Multilevel inverters have recently emerged as one of the promising approaches to DC–AC conversion in several medium- and high-voltage, high-power applications. These converters can generate the output voltage by synthesizing multiple discrete levels and offer superior waveform characteristics, such as lower harmonic content, better power quality, and lower electromagnetic interference compared to conventional two-level inverter systems. Nevertheless, most of the multilevel inverter topologies proposed so far require a large number of power semiconductor switches and other associated components, thus resulting in increased circuit complexity, higher implementation cost, and elevated switching losses.

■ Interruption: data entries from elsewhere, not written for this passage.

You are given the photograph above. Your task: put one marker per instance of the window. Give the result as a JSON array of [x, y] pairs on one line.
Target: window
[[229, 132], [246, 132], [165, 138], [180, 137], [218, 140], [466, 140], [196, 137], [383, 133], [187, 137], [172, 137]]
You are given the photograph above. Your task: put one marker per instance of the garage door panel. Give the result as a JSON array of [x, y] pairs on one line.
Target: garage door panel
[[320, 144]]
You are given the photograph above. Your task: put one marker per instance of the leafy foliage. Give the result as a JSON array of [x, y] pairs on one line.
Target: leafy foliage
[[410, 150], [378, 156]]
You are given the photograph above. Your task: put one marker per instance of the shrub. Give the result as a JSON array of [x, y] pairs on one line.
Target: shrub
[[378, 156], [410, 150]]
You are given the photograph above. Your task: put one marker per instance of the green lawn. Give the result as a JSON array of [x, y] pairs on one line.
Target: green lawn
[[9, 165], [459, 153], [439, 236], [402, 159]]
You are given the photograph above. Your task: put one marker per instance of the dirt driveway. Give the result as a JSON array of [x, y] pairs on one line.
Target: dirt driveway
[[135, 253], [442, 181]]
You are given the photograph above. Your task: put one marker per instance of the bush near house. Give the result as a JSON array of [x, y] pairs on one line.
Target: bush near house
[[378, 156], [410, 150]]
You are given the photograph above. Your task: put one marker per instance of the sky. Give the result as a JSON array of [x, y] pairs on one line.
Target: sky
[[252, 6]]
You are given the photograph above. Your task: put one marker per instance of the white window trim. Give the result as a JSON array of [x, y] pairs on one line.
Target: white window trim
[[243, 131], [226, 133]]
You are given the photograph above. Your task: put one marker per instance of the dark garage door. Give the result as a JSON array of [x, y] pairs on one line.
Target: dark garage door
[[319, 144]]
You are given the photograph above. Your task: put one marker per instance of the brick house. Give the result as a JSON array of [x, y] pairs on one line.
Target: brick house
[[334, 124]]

In order to overcome said limitations, this work proposes a novel topology of multilevel inverter for obtaining staircase-shaped output voltages using a minimal count of switching devices. This proposed configuration makes use of six isolated DC voltage sources along with sixteen power switches, effectively providing a forty-five-level output voltage across the load. Even with reduced switch count, this inverter provides a finely stepped output voltage with increased resolution for better output waveform quality. Another important advantage of the proposed topology is the reduction in voltage stress suffered by the semiconductor devices. The lower voltage stress improves the reliability of an inverter to a great extent and also helps to choose lower voltage-rated switches, which in turn contributes to cost and efficiency improvement. A detailed comparison is carried out on the proposed topology considering component requirement, obtainable output voltage levels, and the distribution of voltage stresses among the switches. The performance of the proposed inverter is validated by detailed simulation studies. All the simulation results show stable and reliable operations under a wide range of loading conditions, includingboth linear and nonlinear loads. These findings prove that the proposed multilevel inverter topology is quite suitable for practical implementation in medium- and high-power conversion systems.